Вернувшись от конунга, Воробей распорядился насчёт повозок и сел думать думу.
– Ну, что там конунг? – спросил, подсаживаясь к нему, один из порубежников, десятник Ясь.
– Не жилец, – коротко ответил Воробей и стал думать думу дальше.
Глава четвёртая
Хадир ехал на черной лошади, и одет он был во всё черное. Голова его была непокрыта, на поясе не было меча. Следом ехали князья и тысячники народа Будж, в лучших своих одеждах, богатство и пестрота которых являли разительный контраст с простым нарядом вождя, но все взгляды были обращены только на него.

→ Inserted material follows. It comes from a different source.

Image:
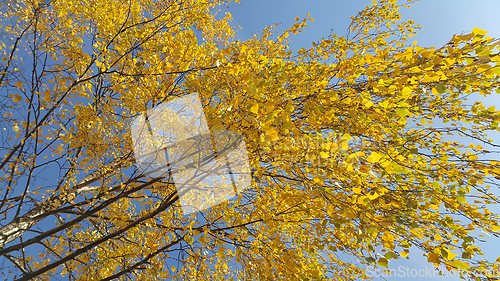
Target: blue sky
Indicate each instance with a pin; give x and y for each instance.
(441, 19)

На границе поля Хадира по обычаю встретили девять служителей девяти богов народа Будж.
– Смотри, – сказал Жанты. – Видишь, того седого здоровяка с головой как котёл и золотым обручем в волосах? На нем тоже лазоревая рубаха, а брюхо обтянуто малиновым кушаком. Это, братец, и есть служитель великого Будхи великий Мазай. А убитый тобой, скорее всего, лишь один из его учеников. Но этих дармоедов у Мазая так много, что он вряд ли заметит пропажу кого-нибудь из них.
Хадир остановил своего коня в нескольких шагах перед служителями, и над Алановым полем повисла тишина, в которой далеко разнеслись слова ритуального вопроса. – Служитель Мазай, вождь Хадир и народ Будж спрашивают: Что говорит Будха?
Мазай важно кивнул головой, в знак того, что вопрос понят и, сделав шаг вперед, поднял правую руку. – Будха говорит, что вождь Хадир и народ Будж по-прежнему находятся под его защитой и покровительством, подобно тому, как дети находятся под защитой и покровительством отца. Будха говорит, что и впредь не откажет вождю и народу в защите и покровительстве.
– Да не угаснет огонь в святилище Будхи, – склонил Хадир голову и обратился к следующему по старшинству служителю, служителю бога солнца. Потом настала очередь служителя богини луны.
Всякий раз служители отвечали Хадиру, в точности повторяя ответ Мазая. Только менялись имена богов. И всякий раз по толпе прокатывался вздох облегчения, хотя даже старики не помнили такого случая, чтобы служители ответили как-нибудь иначе. Но когда был спрошен Асах, служитель богини южного ветра Тха, случилось неслыханное.
– Служитель Асах, вождь Хадир и народ Будж спрашивают: Что говорит Тха?
Буджаки, при всем своём благочестии, народ беспокойный, долго хранить молчание или неподвижно стоят?на одном месте, для них чистое мучение. Кроме того, Тха считается младшей богиней, самой слабой из сонма богов, поэтому, когда Асах выступил вперед и поднял правую руку, тишина была уже не такой полной, как тогда, когда отвечал Мазай. Однако, Асаху не пришлось повторять дважды.
– Тха говорит: Пусть Хадир возьмёт меч Хачароя.
– Хадир приподнялся на стременах и крикнул, словно Асах стоял не в трех шагах от него, а на другом конце поля. – Меч Хачароя, моего деда, пропал после его гибели. Никто не знает где он.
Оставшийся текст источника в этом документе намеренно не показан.